According to another source close to the talks, disagreements still remain on several key issues, but he said, "I hope we'll be able to reach a compromise during the day." He did not elaborate.

Cabinet vote

Ya'alon and Plesner have said they hope to present the proposal on Wednesday, so that it can be voted on during the next cabinet meeting on Sunday.

The two plan to submit the bill on Monday for a first reading in the plenum, and to finish the committee discussions by the following week. That's the last week of Knesset activity before its summer recess - and before the Tal Law expires.

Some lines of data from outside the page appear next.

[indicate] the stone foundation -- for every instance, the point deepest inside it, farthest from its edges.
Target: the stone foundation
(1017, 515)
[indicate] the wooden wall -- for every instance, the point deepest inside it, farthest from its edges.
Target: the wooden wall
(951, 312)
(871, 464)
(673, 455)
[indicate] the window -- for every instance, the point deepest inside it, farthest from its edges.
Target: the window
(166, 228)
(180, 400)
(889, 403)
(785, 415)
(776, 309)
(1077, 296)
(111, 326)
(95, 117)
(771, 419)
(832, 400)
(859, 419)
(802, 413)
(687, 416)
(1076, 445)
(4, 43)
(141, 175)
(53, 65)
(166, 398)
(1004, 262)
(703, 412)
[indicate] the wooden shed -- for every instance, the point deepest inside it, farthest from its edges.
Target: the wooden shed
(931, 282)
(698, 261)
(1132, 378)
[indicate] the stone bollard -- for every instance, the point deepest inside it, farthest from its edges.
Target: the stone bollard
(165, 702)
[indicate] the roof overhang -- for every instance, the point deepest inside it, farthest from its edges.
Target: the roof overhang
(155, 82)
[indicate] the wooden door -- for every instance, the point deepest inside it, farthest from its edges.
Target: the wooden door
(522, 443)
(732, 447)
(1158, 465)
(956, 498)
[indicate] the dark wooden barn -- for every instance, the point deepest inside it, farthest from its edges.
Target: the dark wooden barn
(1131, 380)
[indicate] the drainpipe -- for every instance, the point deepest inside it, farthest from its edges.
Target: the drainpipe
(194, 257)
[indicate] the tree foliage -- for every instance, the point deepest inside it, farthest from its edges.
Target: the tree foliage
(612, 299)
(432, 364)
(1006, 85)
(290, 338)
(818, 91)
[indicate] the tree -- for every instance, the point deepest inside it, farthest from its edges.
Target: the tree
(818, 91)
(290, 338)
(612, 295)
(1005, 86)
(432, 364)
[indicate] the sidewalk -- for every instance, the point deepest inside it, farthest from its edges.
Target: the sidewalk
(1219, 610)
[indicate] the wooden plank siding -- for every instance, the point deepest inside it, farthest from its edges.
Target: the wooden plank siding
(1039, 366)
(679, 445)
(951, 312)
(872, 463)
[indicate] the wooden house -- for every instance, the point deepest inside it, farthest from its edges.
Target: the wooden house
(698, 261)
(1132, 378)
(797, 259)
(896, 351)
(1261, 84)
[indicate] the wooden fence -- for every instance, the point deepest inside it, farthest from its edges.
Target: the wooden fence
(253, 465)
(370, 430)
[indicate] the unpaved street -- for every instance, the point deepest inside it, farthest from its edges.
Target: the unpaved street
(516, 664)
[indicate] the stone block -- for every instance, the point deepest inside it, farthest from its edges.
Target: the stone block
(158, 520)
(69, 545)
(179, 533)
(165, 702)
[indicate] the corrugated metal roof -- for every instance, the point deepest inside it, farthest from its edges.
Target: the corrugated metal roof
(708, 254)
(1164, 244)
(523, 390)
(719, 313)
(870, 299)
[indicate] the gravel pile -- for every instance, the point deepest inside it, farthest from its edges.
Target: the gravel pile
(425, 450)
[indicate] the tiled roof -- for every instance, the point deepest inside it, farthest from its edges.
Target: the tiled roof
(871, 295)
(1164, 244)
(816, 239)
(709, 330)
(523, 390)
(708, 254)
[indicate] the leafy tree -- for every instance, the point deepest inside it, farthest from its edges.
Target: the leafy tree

On Tuesday, Ya'alon ventured into the lion's den, so to speak, to address an annual Haredi business conference sponsored by the Hamodia newspaper; he tried to explain that the intention of the new law is not to destroy the Torah world. He said that he and Plesner were looking to establish "a gradual plan that is implementable and which all the involved frameworks can prepare for."

Ya'alon expressed appreciation at the conference on Tuesday for the importance of Torah study and added, "The public and political debate has been rife with ignorance, incitement, disregard and not a little irrelevance. I am stating clearly: It's not possible to implement a law that will draft everyone at age 18. It's important not to cause a rift in the nation."

It's doubtful that many Haredim were reassured, however. Rabbi Chaim Kanievsky, one of the leading Haredi rabbis, issued a sharply worded letter via the Yated Ne'eman newspaper rejecting any initiative to draft the Haredim.

"Be careful for your lives," he wrote. "Know for a fact that the only reason the Jewish people merit existence is the merit of the holy Torah students who have nothing in their lives but the four cubits of halakha."

"It has been simple and clear to every Jew, from the moment we became a people, that interfering with the purity of those studying in the holy yeshivas and introducing them to foreign ideas, God forbid, presents a grave danger," he wrote.

The anti-Zionist Eida Haredit group is planning a demonstration next week against the draft of Haredim. The protest is to include children marching with their hands tied.

In posters hung in Jerusalem announcing the event, the group declared: "At a time of religious persecution and decrees, no person dare stay home."

Meanwhile, an independent group of moderate Haredim plans to set up a tent in Tel Aviv on Wednesday and hold a press conference where it will present its own proposal to replace the Tal Law.

The proposal includes the principles that "military service is critical to preserving the state, and civilian service is crucial to sustaining society," "anyone who isn't studying Torah must serve," and "such service must be compensated and non-service must carry a price."